Reputation: 1171
I was wondering something when working on our project. Does the GSON API from Google use the constructors from the JSON's you want to deserialize? So for example:
I've got a JSON String which I want to convert to an Employee object. The Employee object has a constructor which applies some checks to the parameters (for example, is it's ID > 0). We're using the code below to deserialize the JSON's. But is this constructor even called when deserializing the JSON to Employee?

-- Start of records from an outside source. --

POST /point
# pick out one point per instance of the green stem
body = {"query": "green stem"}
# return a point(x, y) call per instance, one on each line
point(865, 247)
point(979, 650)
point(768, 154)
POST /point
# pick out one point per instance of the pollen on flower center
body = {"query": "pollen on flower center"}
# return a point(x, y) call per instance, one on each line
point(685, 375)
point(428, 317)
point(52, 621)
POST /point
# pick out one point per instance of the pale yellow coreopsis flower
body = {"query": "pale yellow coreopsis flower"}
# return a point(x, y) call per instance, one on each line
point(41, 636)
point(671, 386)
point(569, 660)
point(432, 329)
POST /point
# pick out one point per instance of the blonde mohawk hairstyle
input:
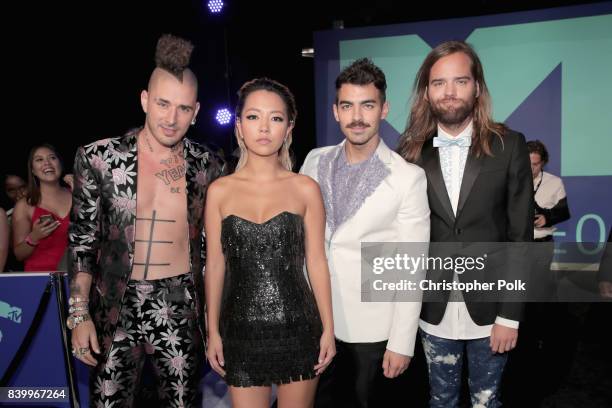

Link to GSON: https://github.com/google/gson
EDIT: So after experimenting with break points I figured out the constructor is not called. Does anybody know a way to get it called anyway?
/**
* The GSON class to help you create and de-serialize the JSON objects.
*/
Gson gson = new Gson();
/**
* Convert JSON to an object.
* @param json The JSON to convert.
* @param cls The class to convert to.
* @return The converted JSON to object.
*/
public Object jsonToObject(String json, Class<?> cls) {
return gson.fromJson(json, cls);
}
Upvotes: 22
Views: 21097
Reputation: 22089
Libraries like GSON, Jackson or the Java Persistence API (JPA) generally use a no-argument (default) construtor to instantiate an object and set its fields via reflection. In newer versions of GSON, you do not even have to declare a default constructor anymore, see here.
If you have to call a specific constructor in GSON, you can implement a custom JsonDeserializer
, like already mentioned here.
In other libraries like Jackson, you can define the deserialization on methods, instead of fields (like GSON does), which allows you to substitute the missing specialized constructor call.